最近、人の目を引くようにタイトルを考えているのですが、誇大になりすぎないようにしないとなと感じています。タイトルと同じくらい、記事の内容も充実していないと見抜かれますからね!そんなこんなで、ブログは真面目に為になる事をコツコツと書いていこうと思ってます。

今日は、FMってご存知ですかの記事でもご紹介したように、接骨院にくる”外傷に隠れた疾患”は数多くありますが、今回は夏に多い(ほねゆき統計)皮膚疾患をご紹介したいと思います。

 

目次


  • エピソード
  • 診断
  • 振り返り

もくじ(クリック!)

エピソード

この記事を書くに当たって、以前経験した患者さんのことを思い出しました。

34歳の男性会社員Aさんが、ゴルフに出かけた翌日、「背中を痛めた」と言って来院されました。
ゴルフのスイングと共に背中が痛くなったと言います。特に他に思い当たる原因はないようです。

また、Aさんは以前にも同じような発生機序で背中を痛めてほねゆきの接骨院とは異なる整骨院で施術を受けたことがあるとも言います。そのときは背部挫傷という診断(判断)で、「背中の背骨を支える筋肉が出血してる」と言われたようです。

今回も同様の症状かと思い、患者さんはほねゆきの接骨院に来ています。

所見を取ると、左広背筋の表層に軽度の圧痛を認めました。運動時痛も一致していたので、筋挫傷として加療を開始しました。施術後は症状が軽減し、疼痛誘発動作はやめるように安静を指示しました。

ところが、初検日から4日経過して、圧痛部位に一致して皮膚に赤味(発赤)が帯びてきました。

皮膚に見られた発赤は爪でかきむしったようなもので、その発赤の出現と共にその部位がヒリヒリするとの訴えがありました。昨晩(来院から3日後)の夜になって背中が痒くなり、無意識に引っ掻いてしまったかもしれないという事でした。なお、水泡の形成は見られませんでした。

念のためと思って近隣の皮膚科に紹介状を書いて対診しました。

診断は?

皮膚科受診の同日に、皮膚科の先生からのお返事を患者さんが直接持ってきてくれました。

診断は「帯状疱疹」でした。

帯状疱疹は50歳以上の人に多い病気とされてきましたが、近年では20~30歳代の若い年代にも増加していると言われます。
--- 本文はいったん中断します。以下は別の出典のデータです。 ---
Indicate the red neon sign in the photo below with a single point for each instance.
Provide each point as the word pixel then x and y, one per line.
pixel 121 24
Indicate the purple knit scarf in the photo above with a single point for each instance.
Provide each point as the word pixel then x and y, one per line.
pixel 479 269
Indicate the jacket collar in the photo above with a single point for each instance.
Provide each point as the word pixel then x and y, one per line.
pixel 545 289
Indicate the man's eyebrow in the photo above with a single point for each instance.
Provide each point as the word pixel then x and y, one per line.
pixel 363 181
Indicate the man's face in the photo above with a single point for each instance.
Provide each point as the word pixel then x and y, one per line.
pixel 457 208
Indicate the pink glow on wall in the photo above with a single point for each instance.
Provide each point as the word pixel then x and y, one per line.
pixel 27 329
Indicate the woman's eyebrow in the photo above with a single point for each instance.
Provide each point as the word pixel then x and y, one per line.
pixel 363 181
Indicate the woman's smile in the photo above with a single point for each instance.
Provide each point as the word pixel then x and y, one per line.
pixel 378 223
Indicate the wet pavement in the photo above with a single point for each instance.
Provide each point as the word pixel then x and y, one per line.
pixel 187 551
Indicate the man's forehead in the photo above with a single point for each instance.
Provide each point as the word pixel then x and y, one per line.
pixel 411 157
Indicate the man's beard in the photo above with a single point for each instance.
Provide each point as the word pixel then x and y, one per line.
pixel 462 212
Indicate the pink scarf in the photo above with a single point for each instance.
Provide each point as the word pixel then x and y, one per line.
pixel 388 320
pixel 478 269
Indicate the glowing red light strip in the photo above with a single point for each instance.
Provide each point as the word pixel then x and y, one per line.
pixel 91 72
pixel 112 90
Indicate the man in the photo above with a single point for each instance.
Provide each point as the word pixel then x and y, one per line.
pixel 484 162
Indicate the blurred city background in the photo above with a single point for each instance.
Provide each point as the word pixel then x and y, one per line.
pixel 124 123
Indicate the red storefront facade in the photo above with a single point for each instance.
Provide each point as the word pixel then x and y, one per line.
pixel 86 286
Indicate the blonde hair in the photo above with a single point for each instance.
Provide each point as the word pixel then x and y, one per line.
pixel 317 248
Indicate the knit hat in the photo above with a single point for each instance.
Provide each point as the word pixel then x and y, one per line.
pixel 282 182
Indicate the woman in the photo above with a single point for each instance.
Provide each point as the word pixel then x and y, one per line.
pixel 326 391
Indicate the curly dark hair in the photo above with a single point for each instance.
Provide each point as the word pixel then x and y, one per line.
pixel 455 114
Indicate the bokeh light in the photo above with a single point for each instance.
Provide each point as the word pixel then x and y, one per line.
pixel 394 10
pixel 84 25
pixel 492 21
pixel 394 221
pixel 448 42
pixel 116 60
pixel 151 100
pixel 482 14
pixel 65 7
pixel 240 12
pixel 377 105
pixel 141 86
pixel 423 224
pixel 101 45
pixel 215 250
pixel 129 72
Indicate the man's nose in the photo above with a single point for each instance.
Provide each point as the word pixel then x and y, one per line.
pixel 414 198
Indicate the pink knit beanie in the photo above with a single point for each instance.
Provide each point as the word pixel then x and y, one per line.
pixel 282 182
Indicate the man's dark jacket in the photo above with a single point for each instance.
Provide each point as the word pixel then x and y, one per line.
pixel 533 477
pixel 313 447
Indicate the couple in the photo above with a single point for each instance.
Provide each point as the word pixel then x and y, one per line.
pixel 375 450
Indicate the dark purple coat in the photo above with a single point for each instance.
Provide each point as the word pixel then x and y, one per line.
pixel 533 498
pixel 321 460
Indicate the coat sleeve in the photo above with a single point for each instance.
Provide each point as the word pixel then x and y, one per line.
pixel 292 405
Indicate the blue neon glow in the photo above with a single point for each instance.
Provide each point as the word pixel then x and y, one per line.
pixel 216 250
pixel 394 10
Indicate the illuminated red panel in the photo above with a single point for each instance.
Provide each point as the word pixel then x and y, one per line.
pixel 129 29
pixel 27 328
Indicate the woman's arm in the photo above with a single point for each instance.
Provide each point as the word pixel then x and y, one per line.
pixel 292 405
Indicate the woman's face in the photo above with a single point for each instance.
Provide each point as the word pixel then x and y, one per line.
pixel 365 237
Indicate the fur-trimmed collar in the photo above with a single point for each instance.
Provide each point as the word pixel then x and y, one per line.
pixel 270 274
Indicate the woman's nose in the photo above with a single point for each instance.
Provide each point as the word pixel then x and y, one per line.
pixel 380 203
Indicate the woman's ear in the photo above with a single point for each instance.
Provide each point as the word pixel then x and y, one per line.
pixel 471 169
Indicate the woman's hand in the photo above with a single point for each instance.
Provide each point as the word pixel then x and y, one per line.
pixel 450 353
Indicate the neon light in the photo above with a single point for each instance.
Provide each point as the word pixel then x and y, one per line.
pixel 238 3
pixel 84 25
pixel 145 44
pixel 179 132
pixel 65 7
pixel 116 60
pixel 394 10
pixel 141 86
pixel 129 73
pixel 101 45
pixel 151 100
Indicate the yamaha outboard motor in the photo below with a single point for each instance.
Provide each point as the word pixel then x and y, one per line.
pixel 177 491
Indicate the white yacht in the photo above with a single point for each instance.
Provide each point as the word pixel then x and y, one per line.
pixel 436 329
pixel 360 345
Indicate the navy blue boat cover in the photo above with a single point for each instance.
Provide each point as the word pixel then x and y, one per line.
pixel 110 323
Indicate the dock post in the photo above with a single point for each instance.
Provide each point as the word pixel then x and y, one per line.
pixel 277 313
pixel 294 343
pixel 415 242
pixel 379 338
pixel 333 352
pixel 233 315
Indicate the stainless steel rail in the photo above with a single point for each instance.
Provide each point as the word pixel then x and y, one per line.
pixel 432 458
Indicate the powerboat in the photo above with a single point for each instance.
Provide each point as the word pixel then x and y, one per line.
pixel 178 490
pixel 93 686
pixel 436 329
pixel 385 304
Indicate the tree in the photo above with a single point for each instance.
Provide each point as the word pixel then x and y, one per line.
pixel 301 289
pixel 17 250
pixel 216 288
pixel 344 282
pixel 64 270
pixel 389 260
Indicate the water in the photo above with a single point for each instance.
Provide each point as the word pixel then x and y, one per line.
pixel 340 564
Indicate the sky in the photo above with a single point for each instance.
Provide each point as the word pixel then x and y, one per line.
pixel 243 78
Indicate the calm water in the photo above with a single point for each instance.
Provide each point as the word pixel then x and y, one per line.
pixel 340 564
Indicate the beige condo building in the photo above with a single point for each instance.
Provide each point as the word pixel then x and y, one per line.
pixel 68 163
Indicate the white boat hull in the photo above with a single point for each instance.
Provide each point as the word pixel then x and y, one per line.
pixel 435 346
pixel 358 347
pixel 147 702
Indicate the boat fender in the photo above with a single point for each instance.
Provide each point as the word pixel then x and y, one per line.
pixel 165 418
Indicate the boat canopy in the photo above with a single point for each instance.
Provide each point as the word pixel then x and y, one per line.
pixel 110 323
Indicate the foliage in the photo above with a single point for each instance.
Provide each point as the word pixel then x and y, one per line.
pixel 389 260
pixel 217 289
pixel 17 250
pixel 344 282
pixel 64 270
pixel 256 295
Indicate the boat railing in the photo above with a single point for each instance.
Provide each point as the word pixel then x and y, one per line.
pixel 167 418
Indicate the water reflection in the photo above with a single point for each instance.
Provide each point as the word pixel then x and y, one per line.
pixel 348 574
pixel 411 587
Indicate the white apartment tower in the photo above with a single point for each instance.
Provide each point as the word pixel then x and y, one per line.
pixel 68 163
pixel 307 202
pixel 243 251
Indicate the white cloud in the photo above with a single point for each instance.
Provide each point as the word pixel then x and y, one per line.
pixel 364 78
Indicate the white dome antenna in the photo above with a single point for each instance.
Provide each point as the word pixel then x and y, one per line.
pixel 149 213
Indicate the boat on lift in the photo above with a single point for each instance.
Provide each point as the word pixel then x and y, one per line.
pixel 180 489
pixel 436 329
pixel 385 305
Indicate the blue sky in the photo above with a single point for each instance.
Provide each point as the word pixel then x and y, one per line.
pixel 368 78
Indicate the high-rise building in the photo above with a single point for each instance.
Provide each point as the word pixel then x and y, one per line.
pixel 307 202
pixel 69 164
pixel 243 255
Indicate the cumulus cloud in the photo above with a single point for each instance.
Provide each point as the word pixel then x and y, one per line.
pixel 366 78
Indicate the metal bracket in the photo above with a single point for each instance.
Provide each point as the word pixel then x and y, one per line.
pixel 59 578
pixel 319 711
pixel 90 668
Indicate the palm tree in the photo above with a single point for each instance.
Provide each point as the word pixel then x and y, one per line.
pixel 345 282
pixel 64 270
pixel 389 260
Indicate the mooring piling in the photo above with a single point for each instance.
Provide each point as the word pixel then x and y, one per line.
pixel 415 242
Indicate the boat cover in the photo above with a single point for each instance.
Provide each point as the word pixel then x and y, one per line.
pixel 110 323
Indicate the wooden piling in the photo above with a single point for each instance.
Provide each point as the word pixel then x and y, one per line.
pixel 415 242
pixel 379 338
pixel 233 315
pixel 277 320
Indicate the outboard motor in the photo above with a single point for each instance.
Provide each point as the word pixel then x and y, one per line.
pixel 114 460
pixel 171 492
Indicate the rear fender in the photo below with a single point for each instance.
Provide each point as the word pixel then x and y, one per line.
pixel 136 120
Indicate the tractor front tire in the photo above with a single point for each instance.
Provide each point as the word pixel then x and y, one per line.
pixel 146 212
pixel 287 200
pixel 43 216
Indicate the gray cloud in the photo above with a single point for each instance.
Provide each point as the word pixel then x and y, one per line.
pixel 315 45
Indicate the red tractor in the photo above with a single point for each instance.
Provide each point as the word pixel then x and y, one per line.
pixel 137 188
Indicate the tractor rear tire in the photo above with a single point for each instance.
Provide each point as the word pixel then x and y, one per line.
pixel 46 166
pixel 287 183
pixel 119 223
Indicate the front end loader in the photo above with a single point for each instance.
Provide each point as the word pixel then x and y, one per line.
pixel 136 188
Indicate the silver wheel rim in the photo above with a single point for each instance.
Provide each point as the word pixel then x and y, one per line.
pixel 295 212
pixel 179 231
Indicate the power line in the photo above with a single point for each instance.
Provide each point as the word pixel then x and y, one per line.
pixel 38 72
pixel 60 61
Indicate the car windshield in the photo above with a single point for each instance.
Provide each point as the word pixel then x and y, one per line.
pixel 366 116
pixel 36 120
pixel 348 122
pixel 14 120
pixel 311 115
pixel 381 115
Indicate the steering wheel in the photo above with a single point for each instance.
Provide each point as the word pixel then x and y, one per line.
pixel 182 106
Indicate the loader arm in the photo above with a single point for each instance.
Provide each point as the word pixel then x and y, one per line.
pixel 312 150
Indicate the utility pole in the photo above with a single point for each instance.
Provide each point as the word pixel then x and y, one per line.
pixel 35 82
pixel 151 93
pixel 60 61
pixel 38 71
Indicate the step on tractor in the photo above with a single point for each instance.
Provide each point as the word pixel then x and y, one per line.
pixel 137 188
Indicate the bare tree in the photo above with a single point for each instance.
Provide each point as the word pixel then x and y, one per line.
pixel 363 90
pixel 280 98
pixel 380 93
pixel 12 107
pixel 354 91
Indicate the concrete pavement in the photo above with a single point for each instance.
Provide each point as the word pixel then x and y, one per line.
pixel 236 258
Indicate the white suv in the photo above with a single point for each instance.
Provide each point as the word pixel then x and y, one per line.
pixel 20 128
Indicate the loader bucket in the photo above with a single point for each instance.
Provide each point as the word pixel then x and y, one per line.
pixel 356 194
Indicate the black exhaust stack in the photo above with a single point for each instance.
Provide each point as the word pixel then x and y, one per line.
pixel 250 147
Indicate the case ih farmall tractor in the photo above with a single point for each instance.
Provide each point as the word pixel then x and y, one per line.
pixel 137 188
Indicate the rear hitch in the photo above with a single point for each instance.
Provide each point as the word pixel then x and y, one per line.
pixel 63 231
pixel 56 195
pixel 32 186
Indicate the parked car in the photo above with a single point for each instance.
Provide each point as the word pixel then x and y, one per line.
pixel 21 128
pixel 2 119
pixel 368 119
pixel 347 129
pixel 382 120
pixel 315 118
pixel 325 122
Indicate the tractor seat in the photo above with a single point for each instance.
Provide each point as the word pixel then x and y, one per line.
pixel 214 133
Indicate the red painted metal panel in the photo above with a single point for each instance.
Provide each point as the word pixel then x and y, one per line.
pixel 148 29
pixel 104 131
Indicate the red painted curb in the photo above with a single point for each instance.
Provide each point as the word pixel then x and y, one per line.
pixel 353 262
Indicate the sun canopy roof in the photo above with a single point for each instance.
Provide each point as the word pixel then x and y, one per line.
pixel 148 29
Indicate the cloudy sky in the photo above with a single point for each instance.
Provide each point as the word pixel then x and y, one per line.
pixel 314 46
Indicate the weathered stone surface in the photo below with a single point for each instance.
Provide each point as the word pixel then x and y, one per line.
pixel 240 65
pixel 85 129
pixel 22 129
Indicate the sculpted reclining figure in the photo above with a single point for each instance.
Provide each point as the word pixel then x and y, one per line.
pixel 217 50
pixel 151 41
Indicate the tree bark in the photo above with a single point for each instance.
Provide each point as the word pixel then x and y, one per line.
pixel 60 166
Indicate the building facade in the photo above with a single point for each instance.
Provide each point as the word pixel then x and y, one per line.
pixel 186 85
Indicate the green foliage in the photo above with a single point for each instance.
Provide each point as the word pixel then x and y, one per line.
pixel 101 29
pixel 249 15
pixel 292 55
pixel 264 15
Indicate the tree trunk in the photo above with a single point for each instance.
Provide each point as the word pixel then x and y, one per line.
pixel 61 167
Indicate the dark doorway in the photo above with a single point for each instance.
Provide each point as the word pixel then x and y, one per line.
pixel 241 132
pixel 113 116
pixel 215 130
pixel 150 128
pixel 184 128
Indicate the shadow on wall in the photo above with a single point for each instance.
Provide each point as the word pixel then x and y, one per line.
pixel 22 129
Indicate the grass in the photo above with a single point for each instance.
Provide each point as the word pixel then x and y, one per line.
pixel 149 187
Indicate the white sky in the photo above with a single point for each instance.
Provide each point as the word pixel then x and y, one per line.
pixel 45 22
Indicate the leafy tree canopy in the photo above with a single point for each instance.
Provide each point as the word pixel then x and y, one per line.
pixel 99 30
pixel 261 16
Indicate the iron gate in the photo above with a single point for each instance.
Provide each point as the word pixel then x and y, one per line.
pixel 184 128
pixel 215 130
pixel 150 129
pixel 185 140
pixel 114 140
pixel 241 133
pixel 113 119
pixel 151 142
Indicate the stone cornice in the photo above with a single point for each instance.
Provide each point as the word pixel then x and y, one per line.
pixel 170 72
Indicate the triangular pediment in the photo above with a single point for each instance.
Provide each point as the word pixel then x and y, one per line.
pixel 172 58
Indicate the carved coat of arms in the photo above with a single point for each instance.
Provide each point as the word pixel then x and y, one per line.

しかし、Aさんを見た時のほねゆきは「帯状疱疹は高齢者に好発し、神経の走行に沿った水疱形成を認める」と言う先入観があったため、ともすればAさんの対診をし損ねるところでした。

たまたまAさんは発赤の出現と共にヒリヒリすると訴え、そのヒリヒリとした痛みが肋間神経に沿ってある程度の幅があったため、もしや肋間神経痛では?と疑いを持ったため対診することができました。初見時に発赤などはなかったので、ダニなどによる痒みなのかなとも思いましたが、結果的に良かったと思います。

無自覚(患者さんがはっきりとした原因を自覚することなく発症したものを、「無自覚に発症」と言います。)のうちに背中が痛くなったと言うのであればまだしも、Aさんのようにゴルフのスイングと共に痛くなったと言って来院されればついつい外傷性疾患と思い込みがちなので注意が必要です。

振り返り

私たち接骨院の現場には、Aさんのように一見、外傷に起因したように見えるものでも実は内科的疾患が隠れて存在している場合も少なくないのです。

患者さんにしてみても、筋や関節を痛めたのだろうと思って接骨院を訪れて来るほどです。とは言え、患者さんが受診(受療)する医療機関(施術所)を選ぶと言っても、患者さんは病気やケガについて知識が少ないのです。

それだけに、接骨院に来てくれた患者さんの全てが自分の業務範囲内の患者さんであるなどと間違っても思ってはいけません。ほねゆきの経験ではむしろ、一見外傷性疾患で来院した患者さんでも比較的高い確率で、内科的疾患が誘因となったものやそれが合併していると思われます。

そのためにも、私たち柔道整復師には業務範囲外となる内科的疾患の鑑別が要求されるでしょう。
厚生労働大臣免許になってからは一般臨床医学の講義が増え、国家試験でも解剖学や生理学、柔道整復学の3教科に次いで多く出題されています。これも、柔道整復師に対して内科的疾患の鑑別ができるようにするための現われの一つかと思います。